Vault (Part 2): Secure On-Prem Automation with Ephemeral Runners and Tailscale

·2226 words·11 mins· loading · loading · ·
Table of Contents
Hashicorp Vault - This article is part of a series.
Part 2: This Article

This is Part 2 of the GitOps series. Part 1 covered bootstrapping and configuring HashiCorp Vault (the one-time terraform-admin work) and the design goals for Zero Trust secrets management.

With Vault configured and the auth roles in place, it’s time to wire up the CI/CD pipeline. The workflows in .github/workflows will authenticate to Vault, fetch secrets, and then provision and configure the infrastructure.

I have two main workflows:

  1. lint.yml: Runs cheap and fast quality checks (Terraform fmt, Ansible lint) on every PR.
  2. terraform-ansible.yml: The main pipeline that provisions and bootstraps the cluster.

But first, there’s a problem to solve. GitHub-hosted runners are ephemeral and live on GitHub’s network. They can’t reach the private IPs (10.69.x.x) in my homelab. As mentioned earlier, I use Tailscale to solve this.

Setting Up Tailscale for Secure Network Access
#

If you want to read more about my homelab network setup, you can read it here

My entire homelab is on a Tailscale network, a zero-config WireGuard-based mesh VPN. This setup allows a GitHub runner to join my network as an ephemeral node for the duration of a job and get direct access to my private IPs. When the job ends, the node disappears. You can even use Tailscale’s ACLs to limit the IP range this node can access.

Here’s how to set it up:

  1. Create a tag: Create at least one tag for your ephemeral nodes, for example, tag:ci. The access permissions you grant to this tag will apply to all nodes created by the workflow.
  1. Set up an OAuth client: Follow the guide to set up a Tailscale OAuth client. You will need the Client ID and Client secret.
  1. Create GitHub Secrets: Create two repository secrets, TS_OAUTH_CLIENT_ID and TS_OAUTH_SECRET, with the values from the previous step.

    Note: It’s worth mentioning that these are the only static, long-lived secrets I store in GitHub. Everything else is fetched dynamically from Vault.

  1. Add to workflow: In your GitHub Actions workflow, use the official Tailscale action.
- name: Tailscale
  uses: tailscale/github-action@v4
  with:
	oauth-client-id: ${{ secrets.TS_OAUTH_CLIENT_ID }}
	oauth-secret: ${{ secrets.TS_OAUTH_SECRET }}
	tags: tag:ci

What this step will do:

  • It authenticates using short-lived OAuth credentials, not a long-lived auth key.
  • tags: tag:ci labels the new ephemeral node so my network ACLs can be applied.
  • This step must run before any job step that needs to talk to Vault or Proxmox.
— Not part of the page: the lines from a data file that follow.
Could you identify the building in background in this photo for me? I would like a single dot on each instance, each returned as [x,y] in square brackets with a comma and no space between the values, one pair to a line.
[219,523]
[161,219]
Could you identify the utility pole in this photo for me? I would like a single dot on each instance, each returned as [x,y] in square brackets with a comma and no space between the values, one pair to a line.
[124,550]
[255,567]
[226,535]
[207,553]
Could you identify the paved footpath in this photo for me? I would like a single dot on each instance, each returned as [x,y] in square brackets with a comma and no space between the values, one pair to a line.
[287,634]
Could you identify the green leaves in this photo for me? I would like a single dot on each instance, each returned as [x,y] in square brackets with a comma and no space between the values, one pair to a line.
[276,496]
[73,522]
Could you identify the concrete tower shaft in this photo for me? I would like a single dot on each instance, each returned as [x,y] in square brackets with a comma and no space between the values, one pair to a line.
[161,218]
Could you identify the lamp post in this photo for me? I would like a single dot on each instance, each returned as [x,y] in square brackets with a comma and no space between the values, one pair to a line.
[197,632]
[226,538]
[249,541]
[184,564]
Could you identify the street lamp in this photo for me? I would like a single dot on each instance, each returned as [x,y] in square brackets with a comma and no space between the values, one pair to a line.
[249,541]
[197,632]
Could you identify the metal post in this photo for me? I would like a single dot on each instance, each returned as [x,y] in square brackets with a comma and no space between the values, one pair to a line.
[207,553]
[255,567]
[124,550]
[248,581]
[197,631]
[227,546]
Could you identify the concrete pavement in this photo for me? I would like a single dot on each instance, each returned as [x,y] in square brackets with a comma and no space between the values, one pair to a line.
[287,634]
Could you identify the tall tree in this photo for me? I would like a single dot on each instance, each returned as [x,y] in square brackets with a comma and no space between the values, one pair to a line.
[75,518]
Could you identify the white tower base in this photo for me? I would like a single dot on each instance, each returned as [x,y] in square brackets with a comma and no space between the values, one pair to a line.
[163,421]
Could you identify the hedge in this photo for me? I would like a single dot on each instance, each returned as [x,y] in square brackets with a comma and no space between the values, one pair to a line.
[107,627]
Setting Up Linting for Code Quality
#

Migrating to GitHub Actions also unlocked an easy win: automated linting. Linting is cheap, pays off immediately, and gives fast feedback on every pull request by catching syntax and formatting errors before they get merged.

This repo runs two parallel lint jobs: one for Terraform and one for Ansible.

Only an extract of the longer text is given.